If this holds, there is no purpose for ALJs to exist. Who needs to waste time and money going before a rubber stamp of the administration, where the outcome is pre-determined and you have no chance for a fair hearing or determination? But then, where do the aggrieved go to vindicate their rights when they believe that their rights under law have been violated? That, of course, is a rhetorical question, as it seems pretty clear where Bondi would tell them to go.
Discover more from Simple Justice
Subscribe to get the latest posts sent to your email.

I’m not going to pretend to be qualified to respond in legal terms but I want to say, admittedly extrapolating from my experience with SSA ALJs, that the idea of an ALJ is obnoxious and provocative.
SSA ALJs have the authority to proffer testimony from heavily biased and incompetent medical experts, can ignore or invert testimony and evidence, and their decisions are given a low degree of review by federal courts. I have the evidence, the experience, and the energy to maintain my opinion for days without food or sleep breaks.
If ALJs for Labor or Securities function like this, fire them all and send them to Siberia.
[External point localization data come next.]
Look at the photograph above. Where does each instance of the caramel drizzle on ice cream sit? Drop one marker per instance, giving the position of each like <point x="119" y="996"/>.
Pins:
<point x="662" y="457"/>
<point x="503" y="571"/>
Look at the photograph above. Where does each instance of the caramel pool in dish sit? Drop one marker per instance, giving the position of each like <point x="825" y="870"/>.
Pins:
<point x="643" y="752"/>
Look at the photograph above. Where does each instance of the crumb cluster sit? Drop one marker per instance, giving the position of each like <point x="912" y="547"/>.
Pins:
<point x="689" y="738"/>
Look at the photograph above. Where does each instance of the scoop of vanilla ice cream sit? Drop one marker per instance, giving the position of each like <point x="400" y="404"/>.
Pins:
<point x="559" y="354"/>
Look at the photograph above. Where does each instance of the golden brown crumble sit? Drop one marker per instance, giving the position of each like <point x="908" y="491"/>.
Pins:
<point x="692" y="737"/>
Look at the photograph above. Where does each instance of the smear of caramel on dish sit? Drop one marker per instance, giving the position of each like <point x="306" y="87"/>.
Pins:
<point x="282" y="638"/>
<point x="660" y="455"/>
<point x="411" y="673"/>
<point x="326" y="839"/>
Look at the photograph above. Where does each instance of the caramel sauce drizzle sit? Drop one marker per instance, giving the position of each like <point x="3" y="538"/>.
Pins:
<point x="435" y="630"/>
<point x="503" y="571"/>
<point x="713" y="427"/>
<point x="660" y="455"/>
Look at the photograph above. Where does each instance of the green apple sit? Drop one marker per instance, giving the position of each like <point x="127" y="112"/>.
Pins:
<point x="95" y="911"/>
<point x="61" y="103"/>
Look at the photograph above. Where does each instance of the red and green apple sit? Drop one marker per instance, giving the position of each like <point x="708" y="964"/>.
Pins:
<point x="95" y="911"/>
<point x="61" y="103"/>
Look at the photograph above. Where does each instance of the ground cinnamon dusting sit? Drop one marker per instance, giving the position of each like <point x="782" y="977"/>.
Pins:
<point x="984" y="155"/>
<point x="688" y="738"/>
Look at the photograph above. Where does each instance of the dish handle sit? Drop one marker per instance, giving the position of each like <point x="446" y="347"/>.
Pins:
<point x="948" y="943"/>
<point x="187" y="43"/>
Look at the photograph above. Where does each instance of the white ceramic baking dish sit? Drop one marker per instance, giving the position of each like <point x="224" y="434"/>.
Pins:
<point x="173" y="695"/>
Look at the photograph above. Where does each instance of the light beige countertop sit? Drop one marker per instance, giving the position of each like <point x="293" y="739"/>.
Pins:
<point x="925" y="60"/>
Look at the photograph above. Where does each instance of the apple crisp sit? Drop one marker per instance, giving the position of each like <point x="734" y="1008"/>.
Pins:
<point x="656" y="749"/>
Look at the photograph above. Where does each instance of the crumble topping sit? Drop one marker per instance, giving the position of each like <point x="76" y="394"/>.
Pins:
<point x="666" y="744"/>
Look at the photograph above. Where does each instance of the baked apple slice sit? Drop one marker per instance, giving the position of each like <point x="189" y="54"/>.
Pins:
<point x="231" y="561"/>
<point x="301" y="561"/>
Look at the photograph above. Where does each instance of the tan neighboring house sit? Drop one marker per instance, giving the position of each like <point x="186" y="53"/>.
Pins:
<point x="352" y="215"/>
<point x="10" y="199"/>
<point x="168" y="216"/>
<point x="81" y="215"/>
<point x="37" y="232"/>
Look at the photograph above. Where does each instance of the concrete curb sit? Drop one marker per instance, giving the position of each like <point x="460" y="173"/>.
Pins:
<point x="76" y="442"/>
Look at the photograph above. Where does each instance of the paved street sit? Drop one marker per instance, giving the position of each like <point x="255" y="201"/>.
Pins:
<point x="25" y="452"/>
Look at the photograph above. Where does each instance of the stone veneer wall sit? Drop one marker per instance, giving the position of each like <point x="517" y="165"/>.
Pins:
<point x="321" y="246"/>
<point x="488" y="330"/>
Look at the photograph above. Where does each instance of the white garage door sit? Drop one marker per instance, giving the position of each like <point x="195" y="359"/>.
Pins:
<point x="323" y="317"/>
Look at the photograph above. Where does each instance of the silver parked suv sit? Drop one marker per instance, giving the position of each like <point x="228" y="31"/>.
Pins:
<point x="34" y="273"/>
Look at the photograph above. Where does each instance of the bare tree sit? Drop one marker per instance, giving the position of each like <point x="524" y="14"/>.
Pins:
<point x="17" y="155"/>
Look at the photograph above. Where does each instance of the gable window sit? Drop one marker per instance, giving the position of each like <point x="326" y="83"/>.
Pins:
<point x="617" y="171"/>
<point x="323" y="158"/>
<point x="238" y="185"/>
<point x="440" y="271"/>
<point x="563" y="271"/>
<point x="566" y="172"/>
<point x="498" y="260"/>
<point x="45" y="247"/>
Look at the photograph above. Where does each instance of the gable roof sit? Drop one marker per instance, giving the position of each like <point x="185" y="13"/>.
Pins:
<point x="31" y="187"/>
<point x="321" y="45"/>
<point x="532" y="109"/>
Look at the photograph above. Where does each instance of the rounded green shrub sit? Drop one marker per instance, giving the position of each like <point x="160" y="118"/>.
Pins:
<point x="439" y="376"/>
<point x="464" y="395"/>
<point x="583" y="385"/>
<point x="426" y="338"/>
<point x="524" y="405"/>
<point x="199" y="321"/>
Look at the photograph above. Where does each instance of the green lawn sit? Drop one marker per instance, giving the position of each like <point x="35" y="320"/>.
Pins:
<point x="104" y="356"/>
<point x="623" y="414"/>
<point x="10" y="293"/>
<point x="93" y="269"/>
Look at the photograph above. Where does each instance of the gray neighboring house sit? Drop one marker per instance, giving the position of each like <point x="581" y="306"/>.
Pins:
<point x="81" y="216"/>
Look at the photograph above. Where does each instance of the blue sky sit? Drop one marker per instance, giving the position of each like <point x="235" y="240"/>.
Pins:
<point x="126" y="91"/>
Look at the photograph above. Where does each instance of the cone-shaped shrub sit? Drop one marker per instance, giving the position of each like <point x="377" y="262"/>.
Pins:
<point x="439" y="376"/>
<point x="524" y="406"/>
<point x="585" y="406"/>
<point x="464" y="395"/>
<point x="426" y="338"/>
What you said: “there is no (useful) purpose for ALJs to exist.” (Yes, I know I’m twisting your statement. Sorry, but on this topic my outrage exceeds my interest in reason and my ability to exercise restraint.)
My familiarity with ALJs comes from defending SEC enforcement actions against my clients. We would all be better off if they were eliminated as adjudicators in government law enforcement actions. As you say, at the SEC, they almost uniformly rule for the SEC in enforcement actions, not only on the merits, but in pretrial proceedings like discovery disputes and pretrial evidentiary motions. The rules of evidence don’t apply in these actions, and the ALJs permit the use of incompetent evidence all the time. On top of that, the appellate court of first instance is the SEC itself, which is the same entity that originally approved that the action be filed against the accused on the basis of submissions by the enforcement division, with only a limited opportunity provided to the accused to argue the prosecution should be rejected, and without ever seeing the arguments made for its approval. And these are not trivial proceedings. They can involve demands for millions of dollars in penalties and so-called “disgorgement” of ill-gotten gains, the calculation of which is laughably favorable to the SEC prosecutors. They also often involve SEC demands that the defendants be banned from their jobs, and even be permanently barred from ever working for a public company. The notion of deciding such prosecutions without normal due process protections should be inconceivable, and the notion that they should be tried by employees of the prosecuting agency and ultimately ruled upon by that same agency is abominable.